The Uprising of 1857 has triggered strong sentiments and spawned lively debates. It has been a subject of scholarly concerns and impassioned invocations, a site of spectacular clash of snarling half-truths and eager political appropriation. If, in the aftermath of the Uprising, the field was almost exclusively occupied by the victorious British, the nationalists grabbed it later with no less alacrity and passion, and this resulted in yet another historiographical divide.

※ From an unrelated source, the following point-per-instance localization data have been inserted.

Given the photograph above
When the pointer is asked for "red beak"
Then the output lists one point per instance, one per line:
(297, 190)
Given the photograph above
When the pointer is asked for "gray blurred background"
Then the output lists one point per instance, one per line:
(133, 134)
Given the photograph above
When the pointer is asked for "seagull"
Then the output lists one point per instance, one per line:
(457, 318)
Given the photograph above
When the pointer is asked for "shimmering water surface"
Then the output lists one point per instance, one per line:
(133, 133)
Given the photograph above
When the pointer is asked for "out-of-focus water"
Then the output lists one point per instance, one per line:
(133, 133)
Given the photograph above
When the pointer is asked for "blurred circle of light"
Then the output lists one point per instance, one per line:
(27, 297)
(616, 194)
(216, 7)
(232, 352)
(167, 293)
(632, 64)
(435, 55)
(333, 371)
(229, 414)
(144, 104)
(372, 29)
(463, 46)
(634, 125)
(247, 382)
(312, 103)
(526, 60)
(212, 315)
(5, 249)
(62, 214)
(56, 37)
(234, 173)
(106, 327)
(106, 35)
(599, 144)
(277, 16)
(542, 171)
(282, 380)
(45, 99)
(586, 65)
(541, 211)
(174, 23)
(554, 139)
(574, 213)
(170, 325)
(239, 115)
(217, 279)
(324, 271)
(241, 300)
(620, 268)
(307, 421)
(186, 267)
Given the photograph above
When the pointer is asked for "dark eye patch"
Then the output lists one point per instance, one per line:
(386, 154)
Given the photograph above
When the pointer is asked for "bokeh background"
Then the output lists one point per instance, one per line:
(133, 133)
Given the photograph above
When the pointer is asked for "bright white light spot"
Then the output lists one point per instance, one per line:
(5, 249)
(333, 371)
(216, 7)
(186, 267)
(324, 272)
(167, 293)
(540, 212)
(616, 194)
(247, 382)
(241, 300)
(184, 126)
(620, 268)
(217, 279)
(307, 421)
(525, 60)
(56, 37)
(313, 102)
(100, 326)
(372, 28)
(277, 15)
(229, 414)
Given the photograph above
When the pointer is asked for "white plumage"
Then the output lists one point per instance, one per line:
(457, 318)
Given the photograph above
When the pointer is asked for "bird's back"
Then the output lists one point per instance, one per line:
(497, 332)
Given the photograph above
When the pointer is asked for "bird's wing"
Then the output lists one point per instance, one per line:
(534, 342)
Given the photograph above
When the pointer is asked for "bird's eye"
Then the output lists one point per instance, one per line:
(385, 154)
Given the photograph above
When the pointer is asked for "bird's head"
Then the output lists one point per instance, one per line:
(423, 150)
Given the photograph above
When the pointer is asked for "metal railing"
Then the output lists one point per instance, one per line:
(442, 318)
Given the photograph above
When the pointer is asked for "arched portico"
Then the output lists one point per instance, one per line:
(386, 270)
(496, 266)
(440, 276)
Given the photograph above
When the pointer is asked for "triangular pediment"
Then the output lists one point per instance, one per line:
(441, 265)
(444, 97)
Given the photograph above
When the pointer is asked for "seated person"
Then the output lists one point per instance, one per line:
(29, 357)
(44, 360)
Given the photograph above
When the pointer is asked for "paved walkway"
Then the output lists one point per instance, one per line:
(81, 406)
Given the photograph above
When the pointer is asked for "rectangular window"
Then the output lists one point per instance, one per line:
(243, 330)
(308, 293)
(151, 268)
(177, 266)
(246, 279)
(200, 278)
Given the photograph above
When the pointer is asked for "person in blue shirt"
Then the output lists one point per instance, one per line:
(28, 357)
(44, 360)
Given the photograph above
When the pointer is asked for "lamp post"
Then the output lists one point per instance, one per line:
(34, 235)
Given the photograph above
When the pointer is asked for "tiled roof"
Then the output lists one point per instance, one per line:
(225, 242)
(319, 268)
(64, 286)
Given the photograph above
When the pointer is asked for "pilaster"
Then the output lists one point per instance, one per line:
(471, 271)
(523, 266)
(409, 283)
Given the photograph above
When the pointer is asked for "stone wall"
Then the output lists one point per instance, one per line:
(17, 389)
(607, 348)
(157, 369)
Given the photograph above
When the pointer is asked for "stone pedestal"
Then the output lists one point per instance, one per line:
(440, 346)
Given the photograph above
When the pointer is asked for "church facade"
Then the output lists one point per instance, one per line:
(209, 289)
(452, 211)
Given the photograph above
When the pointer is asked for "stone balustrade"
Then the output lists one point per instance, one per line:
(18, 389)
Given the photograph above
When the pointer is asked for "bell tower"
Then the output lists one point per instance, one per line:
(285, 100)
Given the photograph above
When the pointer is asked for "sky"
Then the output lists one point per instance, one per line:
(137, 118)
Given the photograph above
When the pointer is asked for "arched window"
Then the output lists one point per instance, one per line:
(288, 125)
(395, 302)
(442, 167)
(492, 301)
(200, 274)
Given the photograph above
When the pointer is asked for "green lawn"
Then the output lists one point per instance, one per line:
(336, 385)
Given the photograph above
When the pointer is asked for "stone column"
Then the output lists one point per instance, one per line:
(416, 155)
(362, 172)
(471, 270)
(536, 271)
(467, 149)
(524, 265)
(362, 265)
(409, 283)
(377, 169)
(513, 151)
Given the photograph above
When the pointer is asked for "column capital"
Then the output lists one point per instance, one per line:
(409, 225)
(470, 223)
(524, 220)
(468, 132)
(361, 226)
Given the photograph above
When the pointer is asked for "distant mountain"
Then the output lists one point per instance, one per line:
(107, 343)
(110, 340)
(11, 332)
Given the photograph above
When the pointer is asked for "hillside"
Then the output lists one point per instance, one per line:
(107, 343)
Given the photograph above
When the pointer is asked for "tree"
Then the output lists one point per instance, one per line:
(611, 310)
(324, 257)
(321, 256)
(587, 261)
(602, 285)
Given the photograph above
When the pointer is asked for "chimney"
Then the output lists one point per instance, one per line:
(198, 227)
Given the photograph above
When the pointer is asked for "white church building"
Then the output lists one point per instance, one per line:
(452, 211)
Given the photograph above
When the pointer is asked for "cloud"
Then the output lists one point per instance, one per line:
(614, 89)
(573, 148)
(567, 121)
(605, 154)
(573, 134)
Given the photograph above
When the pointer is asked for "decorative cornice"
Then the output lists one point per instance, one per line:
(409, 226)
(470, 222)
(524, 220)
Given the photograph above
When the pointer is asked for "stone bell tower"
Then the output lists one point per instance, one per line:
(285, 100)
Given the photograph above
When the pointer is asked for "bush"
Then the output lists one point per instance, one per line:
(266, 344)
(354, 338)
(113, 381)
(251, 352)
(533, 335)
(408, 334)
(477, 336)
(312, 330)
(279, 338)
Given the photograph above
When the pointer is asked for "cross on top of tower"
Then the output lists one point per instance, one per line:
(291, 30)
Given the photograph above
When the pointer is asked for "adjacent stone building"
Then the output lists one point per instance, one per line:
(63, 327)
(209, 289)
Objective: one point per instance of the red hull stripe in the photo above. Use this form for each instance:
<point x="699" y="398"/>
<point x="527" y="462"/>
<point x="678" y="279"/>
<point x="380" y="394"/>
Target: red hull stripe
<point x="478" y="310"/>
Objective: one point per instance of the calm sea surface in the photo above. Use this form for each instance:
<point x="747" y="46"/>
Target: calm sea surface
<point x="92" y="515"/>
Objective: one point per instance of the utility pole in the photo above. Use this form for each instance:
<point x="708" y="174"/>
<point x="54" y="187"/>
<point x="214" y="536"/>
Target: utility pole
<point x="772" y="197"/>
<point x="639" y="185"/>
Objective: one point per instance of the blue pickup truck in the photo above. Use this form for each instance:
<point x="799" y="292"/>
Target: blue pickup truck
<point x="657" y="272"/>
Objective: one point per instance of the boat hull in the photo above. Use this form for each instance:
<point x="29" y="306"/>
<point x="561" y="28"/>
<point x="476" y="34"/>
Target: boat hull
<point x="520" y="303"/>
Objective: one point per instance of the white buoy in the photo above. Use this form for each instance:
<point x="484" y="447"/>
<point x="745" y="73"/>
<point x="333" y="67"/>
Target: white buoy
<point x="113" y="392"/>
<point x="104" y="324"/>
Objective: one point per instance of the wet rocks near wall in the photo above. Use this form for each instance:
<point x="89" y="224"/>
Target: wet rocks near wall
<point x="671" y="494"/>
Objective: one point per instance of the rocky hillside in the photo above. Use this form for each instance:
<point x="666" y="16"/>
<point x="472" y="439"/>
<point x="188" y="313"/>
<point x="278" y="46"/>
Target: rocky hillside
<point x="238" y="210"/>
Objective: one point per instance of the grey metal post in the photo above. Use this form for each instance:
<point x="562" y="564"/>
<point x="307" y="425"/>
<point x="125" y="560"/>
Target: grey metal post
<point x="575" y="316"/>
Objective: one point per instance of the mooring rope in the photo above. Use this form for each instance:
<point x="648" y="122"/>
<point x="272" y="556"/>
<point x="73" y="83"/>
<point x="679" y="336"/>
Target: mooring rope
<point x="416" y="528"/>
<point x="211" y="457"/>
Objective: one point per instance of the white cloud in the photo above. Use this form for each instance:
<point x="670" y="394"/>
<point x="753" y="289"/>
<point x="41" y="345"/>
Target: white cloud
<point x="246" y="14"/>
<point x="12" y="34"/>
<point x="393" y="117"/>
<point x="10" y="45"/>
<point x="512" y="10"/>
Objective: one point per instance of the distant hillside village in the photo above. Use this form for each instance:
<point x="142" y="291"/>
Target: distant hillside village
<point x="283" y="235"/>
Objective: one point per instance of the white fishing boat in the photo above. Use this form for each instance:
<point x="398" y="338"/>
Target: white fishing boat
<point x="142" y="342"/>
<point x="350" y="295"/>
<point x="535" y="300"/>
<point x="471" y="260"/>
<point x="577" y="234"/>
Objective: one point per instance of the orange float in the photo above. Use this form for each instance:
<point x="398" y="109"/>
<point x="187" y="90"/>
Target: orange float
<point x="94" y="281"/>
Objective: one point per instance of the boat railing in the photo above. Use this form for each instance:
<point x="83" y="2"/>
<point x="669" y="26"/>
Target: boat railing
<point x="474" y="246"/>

There have, however, been sophisticated departures from the established divide in the overall or specific contexts of the event, but Mahmood Farooqui's book on Delhi in 1857 is at once brilliant and unique in that it gives us a poignant immediacy and feel of one of the sites of the Uprising. The reader is parachuted, as it were, into the besieged city to experience the trauma the people went through in those tumultuous days.

ASPECTS
The book presents, for the first time, an English translation of the Mutiny Papers on the siege of Delhi in 1857, originally written in Persian and in Shikastah (cursive) Urdu. They represent three aspects of the Uprising: the way it affected the common people; the manner in which the Uprising was organised and managed in the besieged city; and the way Maulvi Baqar, editor of Dehli Urdu Akhbar perceived the events. The documents unfold the overlapping nodes of authority under siege: the Court, the Commander-in-Chief, the Court of Mutineers, and the police that were constantly struggling to maintain order in the face of refractory loyalties of the mutinied soldiers and their intrusive and plundering instincts and habits, and grappling with shortages of food, money, paper, and gun powder, not to speak of the eroding morale and increasing desertions.